We are currently in fundraising mode. We are talking to anyone we can about the business opportunity and trying to convince people to give us money in exchange for a promise that we can build a great company that is valuable beyond our wildest dreams.

Building something from scratch is incredibly difficult, something Peter Thiel calls going from zero to one. Trying to convince people that this new thing that did not exist before will somehow grow up to be a thriving business can be excruciating.

We are in the beginning stages of the process of fundraising and building a company. We are not on the other side yet, and the journey ahead will be a long, arduous one. I think only entrepreneurs who have been through this journey understand the kind of mental, emotional and physical toll it takes.

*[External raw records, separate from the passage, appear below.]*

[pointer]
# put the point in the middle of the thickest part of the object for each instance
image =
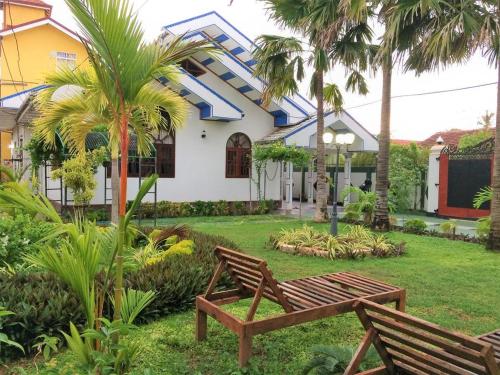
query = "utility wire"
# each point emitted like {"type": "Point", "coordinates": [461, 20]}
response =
{"type": "Point", "coordinates": [8, 68]}
{"type": "Point", "coordinates": [426, 93]}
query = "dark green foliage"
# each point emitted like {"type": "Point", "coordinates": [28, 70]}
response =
{"type": "Point", "coordinates": [179, 278]}
{"type": "Point", "coordinates": [205, 208]}
{"type": "Point", "coordinates": [42, 305]}
{"type": "Point", "coordinates": [333, 360]}
{"type": "Point", "coordinates": [18, 236]}
{"type": "Point", "coordinates": [417, 226]}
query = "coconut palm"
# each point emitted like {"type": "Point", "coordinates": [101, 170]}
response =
{"type": "Point", "coordinates": [127, 70]}
{"type": "Point", "coordinates": [334, 36]}
{"type": "Point", "coordinates": [455, 30]}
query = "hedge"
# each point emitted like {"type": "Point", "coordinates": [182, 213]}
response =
{"type": "Point", "coordinates": [44, 305]}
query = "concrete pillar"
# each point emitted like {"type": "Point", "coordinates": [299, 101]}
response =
{"type": "Point", "coordinates": [288, 185]}
{"type": "Point", "coordinates": [310, 183]}
{"type": "Point", "coordinates": [347, 175]}
{"type": "Point", "coordinates": [432, 202]}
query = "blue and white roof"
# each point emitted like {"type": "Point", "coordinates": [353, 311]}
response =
{"type": "Point", "coordinates": [17, 99]}
{"type": "Point", "coordinates": [304, 133]}
{"type": "Point", "coordinates": [235, 64]}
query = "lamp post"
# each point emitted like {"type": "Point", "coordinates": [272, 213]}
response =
{"type": "Point", "coordinates": [340, 140]}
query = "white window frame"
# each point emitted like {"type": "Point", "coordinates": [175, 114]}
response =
{"type": "Point", "coordinates": [65, 59]}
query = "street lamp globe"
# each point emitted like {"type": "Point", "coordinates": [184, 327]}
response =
{"type": "Point", "coordinates": [327, 137]}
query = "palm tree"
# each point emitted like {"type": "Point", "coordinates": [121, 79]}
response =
{"type": "Point", "coordinates": [455, 30]}
{"type": "Point", "coordinates": [335, 35]}
{"type": "Point", "coordinates": [127, 70]}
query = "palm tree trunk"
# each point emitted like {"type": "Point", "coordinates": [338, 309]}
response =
{"type": "Point", "coordinates": [494, 240]}
{"type": "Point", "coordinates": [321, 213]}
{"type": "Point", "coordinates": [124, 140]}
{"type": "Point", "coordinates": [381, 220]}
{"type": "Point", "coordinates": [115, 190]}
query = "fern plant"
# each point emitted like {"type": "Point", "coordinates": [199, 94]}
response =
{"type": "Point", "coordinates": [482, 197]}
{"type": "Point", "coordinates": [333, 360]}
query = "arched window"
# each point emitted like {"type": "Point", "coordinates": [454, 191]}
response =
{"type": "Point", "coordinates": [238, 156]}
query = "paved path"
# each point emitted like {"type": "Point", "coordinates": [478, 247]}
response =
{"type": "Point", "coordinates": [463, 226]}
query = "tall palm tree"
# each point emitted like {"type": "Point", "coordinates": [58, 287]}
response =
{"type": "Point", "coordinates": [334, 37]}
{"type": "Point", "coordinates": [455, 30]}
{"type": "Point", "coordinates": [127, 69]}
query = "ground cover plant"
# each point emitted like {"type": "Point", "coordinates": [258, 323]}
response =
{"type": "Point", "coordinates": [356, 243]}
{"type": "Point", "coordinates": [454, 286]}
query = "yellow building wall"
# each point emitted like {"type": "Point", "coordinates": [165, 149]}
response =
{"type": "Point", "coordinates": [5, 139]}
{"type": "Point", "coordinates": [37, 50]}
{"type": "Point", "coordinates": [21, 14]}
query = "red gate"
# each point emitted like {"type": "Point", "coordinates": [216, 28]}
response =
{"type": "Point", "coordinates": [462, 173]}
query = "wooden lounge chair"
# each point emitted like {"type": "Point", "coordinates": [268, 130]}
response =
{"type": "Point", "coordinates": [302, 300]}
{"type": "Point", "coordinates": [408, 345]}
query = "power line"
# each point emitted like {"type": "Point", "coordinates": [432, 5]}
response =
{"type": "Point", "coordinates": [8, 68]}
{"type": "Point", "coordinates": [426, 93]}
{"type": "Point", "coordinates": [17, 44]}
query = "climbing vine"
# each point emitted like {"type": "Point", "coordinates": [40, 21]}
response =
{"type": "Point", "coordinates": [276, 152]}
{"type": "Point", "coordinates": [78, 172]}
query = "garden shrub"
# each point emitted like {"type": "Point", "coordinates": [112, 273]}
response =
{"type": "Point", "coordinates": [417, 226]}
{"type": "Point", "coordinates": [44, 305]}
{"type": "Point", "coordinates": [356, 243]}
{"type": "Point", "coordinates": [18, 236]}
{"type": "Point", "coordinates": [205, 208]}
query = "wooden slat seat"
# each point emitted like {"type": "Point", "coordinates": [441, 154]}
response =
{"type": "Point", "coordinates": [302, 300]}
{"type": "Point", "coordinates": [408, 345]}
{"type": "Point", "coordinates": [494, 339]}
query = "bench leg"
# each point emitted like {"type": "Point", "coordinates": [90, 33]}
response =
{"type": "Point", "coordinates": [245, 349]}
{"type": "Point", "coordinates": [201, 325]}
{"type": "Point", "coordinates": [401, 302]}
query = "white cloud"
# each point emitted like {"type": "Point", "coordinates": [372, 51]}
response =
{"type": "Point", "coordinates": [412, 118]}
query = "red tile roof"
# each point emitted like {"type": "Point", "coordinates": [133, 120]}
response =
{"type": "Point", "coordinates": [403, 142]}
{"type": "Point", "coordinates": [450, 137]}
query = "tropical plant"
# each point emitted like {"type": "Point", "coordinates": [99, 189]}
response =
{"type": "Point", "coordinates": [336, 34]}
{"type": "Point", "coordinates": [77, 174]}
{"type": "Point", "coordinates": [455, 30]}
{"type": "Point", "coordinates": [407, 176]}
{"type": "Point", "coordinates": [46, 345]}
{"type": "Point", "coordinates": [363, 205]}
{"type": "Point", "coordinates": [356, 243]}
{"type": "Point", "coordinates": [333, 360]}
{"type": "Point", "coordinates": [417, 226]}
{"type": "Point", "coordinates": [122, 85]}
{"type": "Point", "coordinates": [482, 197]}
{"type": "Point", "coordinates": [449, 227]}
{"type": "Point", "coordinates": [3, 337]}
{"type": "Point", "coordinates": [483, 227]}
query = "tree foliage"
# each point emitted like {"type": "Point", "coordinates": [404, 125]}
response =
{"type": "Point", "coordinates": [78, 173]}
{"type": "Point", "coordinates": [408, 165]}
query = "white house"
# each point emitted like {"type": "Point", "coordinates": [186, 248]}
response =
{"type": "Point", "coordinates": [206, 158]}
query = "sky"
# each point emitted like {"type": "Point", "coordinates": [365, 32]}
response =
{"type": "Point", "coordinates": [414, 118]}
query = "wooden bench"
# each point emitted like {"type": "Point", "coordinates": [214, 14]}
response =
{"type": "Point", "coordinates": [303, 300]}
{"type": "Point", "coordinates": [408, 345]}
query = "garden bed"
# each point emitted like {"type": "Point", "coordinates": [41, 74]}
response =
{"type": "Point", "coordinates": [358, 242]}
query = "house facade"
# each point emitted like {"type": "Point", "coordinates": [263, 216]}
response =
{"type": "Point", "coordinates": [32, 45]}
{"type": "Point", "coordinates": [209, 157]}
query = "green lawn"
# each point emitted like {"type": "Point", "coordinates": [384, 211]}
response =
{"type": "Point", "coordinates": [451, 283]}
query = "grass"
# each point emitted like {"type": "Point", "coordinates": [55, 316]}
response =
{"type": "Point", "coordinates": [451, 283]}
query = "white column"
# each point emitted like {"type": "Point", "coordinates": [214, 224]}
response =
{"type": "Point", "coordinates": [347, 174]}
{"type": "Point", "coordinates": [310, 183]}
{"type": "Point", "coordinates": [288, 186]}
{"type": "Point", "coordinates": [432, 202]}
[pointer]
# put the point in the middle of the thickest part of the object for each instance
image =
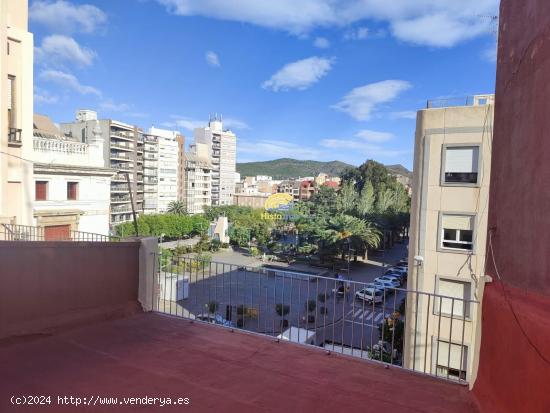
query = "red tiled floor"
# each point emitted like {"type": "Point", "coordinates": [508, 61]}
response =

We are in the thick of it. Someday I hope to write a post about how great and fun it is to be on the other side, but that is not today.

My confidence in the vision for Blue Seat has been on a steady growth for 2.5 years. That is why I am still going and will continue down this path for the foreseeable future. But the confidence in the vision is separate from the ability to execute on that vision. There are days when I feel like I can take on the entire world and convince anyone of our vision and days when I feel like I can’t convince anyone and we will not only fail but, even worse, fade away slowly into the darkness. On the scale of days, today is closer to the latter.

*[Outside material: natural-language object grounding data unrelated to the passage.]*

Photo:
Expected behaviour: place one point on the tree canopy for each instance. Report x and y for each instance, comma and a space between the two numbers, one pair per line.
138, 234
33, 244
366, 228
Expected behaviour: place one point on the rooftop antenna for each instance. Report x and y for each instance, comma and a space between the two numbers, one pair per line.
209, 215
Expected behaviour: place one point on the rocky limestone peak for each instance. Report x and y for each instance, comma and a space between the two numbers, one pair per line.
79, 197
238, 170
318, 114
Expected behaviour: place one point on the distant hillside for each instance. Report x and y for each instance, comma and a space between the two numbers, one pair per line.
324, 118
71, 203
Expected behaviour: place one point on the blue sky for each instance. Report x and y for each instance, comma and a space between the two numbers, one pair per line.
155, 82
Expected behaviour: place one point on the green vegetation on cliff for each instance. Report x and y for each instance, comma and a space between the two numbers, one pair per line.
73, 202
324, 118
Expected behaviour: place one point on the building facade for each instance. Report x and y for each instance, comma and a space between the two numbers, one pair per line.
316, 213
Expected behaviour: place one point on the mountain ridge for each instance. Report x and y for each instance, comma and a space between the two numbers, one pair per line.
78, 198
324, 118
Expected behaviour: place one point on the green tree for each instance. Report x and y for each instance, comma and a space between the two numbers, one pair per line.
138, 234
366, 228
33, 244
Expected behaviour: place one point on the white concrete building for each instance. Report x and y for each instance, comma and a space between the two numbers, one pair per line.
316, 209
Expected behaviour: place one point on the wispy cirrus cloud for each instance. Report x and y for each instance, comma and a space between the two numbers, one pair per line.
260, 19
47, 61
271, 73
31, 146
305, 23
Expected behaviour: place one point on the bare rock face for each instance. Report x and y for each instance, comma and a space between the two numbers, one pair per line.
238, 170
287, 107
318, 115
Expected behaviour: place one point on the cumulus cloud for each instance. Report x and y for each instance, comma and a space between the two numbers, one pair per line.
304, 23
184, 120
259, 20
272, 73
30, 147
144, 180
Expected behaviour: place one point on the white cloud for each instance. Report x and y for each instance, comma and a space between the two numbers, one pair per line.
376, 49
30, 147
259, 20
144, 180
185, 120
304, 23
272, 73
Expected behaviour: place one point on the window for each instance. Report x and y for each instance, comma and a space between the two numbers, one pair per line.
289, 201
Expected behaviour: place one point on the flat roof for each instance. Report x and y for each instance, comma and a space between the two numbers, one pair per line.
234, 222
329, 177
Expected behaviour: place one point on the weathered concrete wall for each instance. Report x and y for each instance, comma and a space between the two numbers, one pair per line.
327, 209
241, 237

It’s important for me to capture these moments and share them with you. I feel incredibly discouraged today. In times like these you start to ask yourself what in the hell you are doing. Am I in the right city? Am I talking to the right people? Can we actually do this? Are we investing all of our time and energy into a bad idea?

You start to feel alone. It feels as though you have a secret that is really important and that you want to share with everyone but as much as you try to convince them of it they just can’t see it.

You start to get frustrated. Why can’t they see it? Either you are a lunatic or you are failing to convince them yet that you are not. Neither are pleasant experiences.

It’s hard to be rejected. There’s a lot of rejection when you are fundraising. It’s hard to not absorb that on a personal level. This company is my life. There’s very little separation for founders and when others reject your vision you start to wonder why you are devoting your life to this thing that seems so hard to convince others of its greatness.

But you have to press on.

For 2.5 years Jeffrey and I have been laying down tracks, hammering railroad ties into the ground one by one. Now, the train is moving. It’s chuggling along slowly and parts are flying off and we are trying desperately to fix things as we pick up speed. But I’m sure as hell not jumping off.

The reason the fundraising process is excruciating is because I believe in the vision so deeply. I so badly want people around me to believe in it too and join me in reaping the long-term benefits of it. It’s challenging to convince people that this slow-moving train with bolts flying off of it will ever become anything more because it’s so difficult for all of us to imagine a future much different than our current reality.

There’s no great conclusion to this post. My intention is only to give you an honest glimpse inside of my mind. It’s important for me to be honest, maybe the most important thing.